O Tribunal de Contas do Estado de Mato Grosso (TCE-MT) abriu investigação para apurar possíveis irregularidades em contratos firmados pela Prefeitura de Confresa (1.160 km de Cuiabá) durante a gestão do ex-prefeito Rônio Condão Barros Milhomem. A apuração teve início após inspeção técnica identificar indícios de sobrepreço e possível superfaturamento em contratações realizadas pelo município em 2023. A determinação consta do Diário Oficial de Contas, publicado nessa sexta-feira (6).
Entre os contratos analisados estão serviços de publicidade em televisão, publicidade em rádio e a aquisição de vigas de concreto pré-moldado destinadas a obras públicas.
De acordo com relatório preliminar do Tribunal, o contrato de publicidade em televisão firmado com a empresa FHI Atividades de Televisão Ltda. apresenta indícios de preços acima do valor considerado adequado. Nesse caso, o sobrepreço foi estimado em R$ 117.600,00, enquanto o possível superfaturamento alcança R$ 14.560,00.
Situação semelhante foi identificada no contrato de publicidade em rádio, firmado com a empresa Sistema Terra FM de Comunicação Ltda. A auditoria apontou sobrepreço de R$ 61.285,00 e possível superfaturamento de R$ 48.327,00.

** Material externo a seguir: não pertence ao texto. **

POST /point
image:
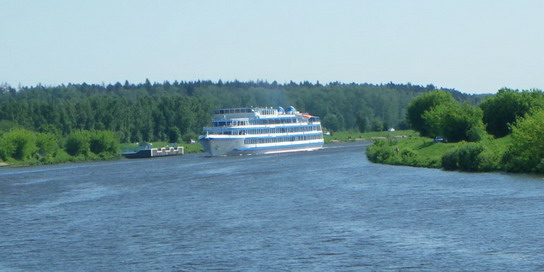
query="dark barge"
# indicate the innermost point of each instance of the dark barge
(149, 152)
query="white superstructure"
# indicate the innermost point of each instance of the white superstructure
(236, 131)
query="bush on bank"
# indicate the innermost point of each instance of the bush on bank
(21, 146)
(423, 152)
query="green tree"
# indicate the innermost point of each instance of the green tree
(18, 144)
(423, 103)
(526, 151)
(103, 142)
(455, 121)
(78, 143)
(502, 110)
(173, 135)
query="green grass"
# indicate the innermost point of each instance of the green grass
(424, 152)
(350, 136)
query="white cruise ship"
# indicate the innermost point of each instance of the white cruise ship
(236, 131)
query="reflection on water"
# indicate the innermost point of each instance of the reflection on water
(327, 210)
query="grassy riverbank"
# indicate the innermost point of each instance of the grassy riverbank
(350, 136)
(414, 150)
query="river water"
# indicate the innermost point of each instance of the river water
(328, 210)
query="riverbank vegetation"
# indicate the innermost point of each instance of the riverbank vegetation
(504, 133)
(51, 124)
(25, 147)
(149, 111)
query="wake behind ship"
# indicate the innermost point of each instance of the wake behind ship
(236, 131)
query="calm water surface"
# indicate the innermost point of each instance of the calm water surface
(329, 210)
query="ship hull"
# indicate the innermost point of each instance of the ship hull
(233, 147)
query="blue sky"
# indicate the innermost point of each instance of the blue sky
(476, 46)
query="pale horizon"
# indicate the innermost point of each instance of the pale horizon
(470, 46)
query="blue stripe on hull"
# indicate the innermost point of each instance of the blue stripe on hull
(245, 149)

Outra irregularidade foi apontada em licitação para compra de vigas de concreto utilizadas em obras do município. A empresa citada no processo é a Castelo Empreendimentos Imobiliários Ltda. Nesse contrato, o Tribunal identificou sobrepreço de R$ 201.304,40 e superfaturamento estimado em R$ 39.456,17.
Somados os três contratos analisados, o TCE estima sobrepreço de R$ 380.189,40 e possível superfaturamento de R$ 102.343,17. Ao todo, o valor sob investigação chega a R$ 482.532,57 que, segundo a equipe técnica, podem ter causado prejuízo aos cofres públicos.
Diante dos indícios apontados na auditoria, o Tribunal determinou a abertura de processo para que os responsáveis apresentem explicações. O ex-prefeito Rônio Condão Barros Milhomem já encaminhou justificativas ao TCE. Já a empresa Castelo Empreendimentos Imobiliários Ltda. não teria apresentado manifestação dentro do prazo estabelecido pelo órgão de controle.
O caso segue em análise no Tribunal de Contas, que ainda avaliará as justificativas apresentadas antes de decidir sobre eventuais responsabilidades administrativas ou aplicação de sanções.